Accordingly, the Court allowed the appeal of the Indian Medical Association, and declared the impugned provisions as void and unenforceable.

This judgment significantly impacts the way GST is applied to clubs and associations, reaffirming the doctrine of mutuality and ensuring that clubs and their members are not subjected to GST on transactions that do not involve third-party commercial interests.

Conclusion

The Kerala High Court’s judgment has provided a significant reprieve for clubs and their members by upholding the doctrine of mutuality and striking down the retrospective amendments made to the CGST and KGST Acts in 2021. The Court’s ruling makes it clear that transactions between a club and its members, such as membership fees or contributions for services, are not taxable under GST, as the club and its members are considered the same entity under the principle of mutuality.

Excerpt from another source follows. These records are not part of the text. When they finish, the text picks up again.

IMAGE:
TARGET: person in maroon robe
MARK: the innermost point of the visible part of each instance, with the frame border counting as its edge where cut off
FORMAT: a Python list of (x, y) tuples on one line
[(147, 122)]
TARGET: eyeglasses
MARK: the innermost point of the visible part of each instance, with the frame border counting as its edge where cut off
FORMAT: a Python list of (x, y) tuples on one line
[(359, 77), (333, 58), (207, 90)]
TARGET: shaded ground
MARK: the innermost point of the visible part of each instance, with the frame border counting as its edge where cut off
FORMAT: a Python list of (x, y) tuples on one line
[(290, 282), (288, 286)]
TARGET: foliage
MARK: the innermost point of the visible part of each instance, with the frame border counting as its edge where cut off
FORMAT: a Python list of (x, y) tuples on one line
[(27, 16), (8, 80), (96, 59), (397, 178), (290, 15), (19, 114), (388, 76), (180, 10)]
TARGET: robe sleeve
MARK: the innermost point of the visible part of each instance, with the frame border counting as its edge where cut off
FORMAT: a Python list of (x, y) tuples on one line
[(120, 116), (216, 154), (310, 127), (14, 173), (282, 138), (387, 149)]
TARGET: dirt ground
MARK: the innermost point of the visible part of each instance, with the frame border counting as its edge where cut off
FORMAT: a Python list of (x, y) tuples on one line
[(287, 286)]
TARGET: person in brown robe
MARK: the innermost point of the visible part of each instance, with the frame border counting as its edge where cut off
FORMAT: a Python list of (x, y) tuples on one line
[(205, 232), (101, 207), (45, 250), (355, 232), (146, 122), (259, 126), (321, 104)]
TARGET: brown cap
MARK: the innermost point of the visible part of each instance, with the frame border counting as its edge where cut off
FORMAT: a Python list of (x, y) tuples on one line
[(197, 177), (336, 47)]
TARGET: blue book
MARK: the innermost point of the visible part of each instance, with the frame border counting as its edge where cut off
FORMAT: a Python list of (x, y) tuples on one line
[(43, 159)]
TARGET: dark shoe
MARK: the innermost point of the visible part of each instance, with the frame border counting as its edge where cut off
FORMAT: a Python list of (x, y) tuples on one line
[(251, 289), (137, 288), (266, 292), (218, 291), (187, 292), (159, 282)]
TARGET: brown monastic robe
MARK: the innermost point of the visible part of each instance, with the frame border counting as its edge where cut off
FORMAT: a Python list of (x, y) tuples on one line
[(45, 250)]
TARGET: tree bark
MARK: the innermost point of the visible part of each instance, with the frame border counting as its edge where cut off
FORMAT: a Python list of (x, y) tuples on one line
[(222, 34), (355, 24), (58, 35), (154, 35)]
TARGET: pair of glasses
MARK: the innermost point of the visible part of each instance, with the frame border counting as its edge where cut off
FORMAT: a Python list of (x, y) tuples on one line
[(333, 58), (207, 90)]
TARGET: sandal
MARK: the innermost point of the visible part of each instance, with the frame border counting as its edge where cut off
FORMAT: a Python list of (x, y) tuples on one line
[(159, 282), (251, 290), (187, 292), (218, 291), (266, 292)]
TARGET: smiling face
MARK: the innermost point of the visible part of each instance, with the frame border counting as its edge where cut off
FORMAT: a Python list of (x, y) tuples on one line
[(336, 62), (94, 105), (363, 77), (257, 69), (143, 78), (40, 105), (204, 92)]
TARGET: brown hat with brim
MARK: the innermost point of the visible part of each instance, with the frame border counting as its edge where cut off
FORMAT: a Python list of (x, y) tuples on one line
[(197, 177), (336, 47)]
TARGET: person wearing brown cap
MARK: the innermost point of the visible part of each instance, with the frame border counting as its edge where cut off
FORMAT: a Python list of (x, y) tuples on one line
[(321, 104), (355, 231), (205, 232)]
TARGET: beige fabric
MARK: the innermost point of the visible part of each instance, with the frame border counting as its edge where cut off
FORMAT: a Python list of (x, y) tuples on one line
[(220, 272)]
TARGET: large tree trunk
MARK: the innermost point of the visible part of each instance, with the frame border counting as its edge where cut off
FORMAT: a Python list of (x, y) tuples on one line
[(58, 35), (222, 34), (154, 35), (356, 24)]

However, while this judgment is a relief, clubs must remain cautious. The tax authorities may take action in light of this ruling, including issuing notices for past non-compliance or attempting to challenge the decision. The government might also choose to amend the law further, possibly appealing the ruling or introducing new provisions to counter the Court’s decision. Clubs and associations should monitor developments closely and seek legal advice to ensure compliance and mitigate any risks arising from potential future actions by the department.

Disclaimer: The information given in this article is solely for purpose of understanding the law. It is completely based on the interpretation of the author and cannot be constituted as a legal advise, the author of this article and Lawcrux team is not responsible for any legal issues if arises on the basis of the interpretation given above.